Уильям Ллойд Гаррисон не так уж много лет назад был мальчиком-наборщиком. Настанет время, когда те, кто работал бок о бок с ним, будут с трудом припоминать происшествия в типографии тех дней, пытаясь понять, не обронил ли бедный мальчик каких-то фраз или взглядов, указывавших на то, какой дух зреет в нем, или предвещавших дело, ожидавшее его в будущем. По воле случая его внимание обратилось на положение цветной расы и на колонизацию как на средство спасения. Подобно всем ведущим аболиционистам, Гаррисон поначалу был сторонником колонизации; но перед лицом его ясного ума, просвещенного глубокой приверженностью принципам и уравновешенного его сильной практической жилкой, дело вскоре предстало в истинном свете.
Гаррисон, бывший тогда, кажется, студентом какого-то провинциального колледжа, обязался прочитать лекцию о колонизации; и чтобы подготовиться, он отправился в Балтимор, дабы постичь детали этой схемы на месте, где она реально претворялась в жизнь.
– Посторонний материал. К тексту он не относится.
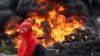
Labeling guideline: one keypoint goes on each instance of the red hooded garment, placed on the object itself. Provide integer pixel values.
(29, 42)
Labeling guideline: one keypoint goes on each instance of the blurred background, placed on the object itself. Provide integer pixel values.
(54, 21)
Его штудии вскоре убедили его в заблуждениях и несправедливости, заложенных в этом плане, и он увидел, что ничто иное, как отмена системы рабства, не спасет цветную расу от ее социального угнетения. В подтверждение его убеждений в то время пришло испытание преследованиями. Один купец из Ньюберипорта, штат Массачусетс, разрешил капитану судна, владельцем которого он являлся, взять на борт в Балтиморе груз рабов и отвезти их на рынок Нью-Орлеана. Гаррисон прокомментировал эту сделку в газете в выражениях, которых она заслуживала, но которые носили клеветнический характер, и вследствие этого был привлечен к гражданскому и уголовному суду, брошен в тюрьму и приговорен к штрафу в 1000 долларов, выплатить который у него не было ни малейшей надежды. Проведя в заключении три месяца, он был освобожден благодаря тому, что штраф заплатил Артур Таппан из Нью-Йорка — джентльмен, который был совершенно незнаком с Гаррисоном и совершил этот поступок (первый в длинной череде щедрых дел) ради принципа, затронутого в этом деле.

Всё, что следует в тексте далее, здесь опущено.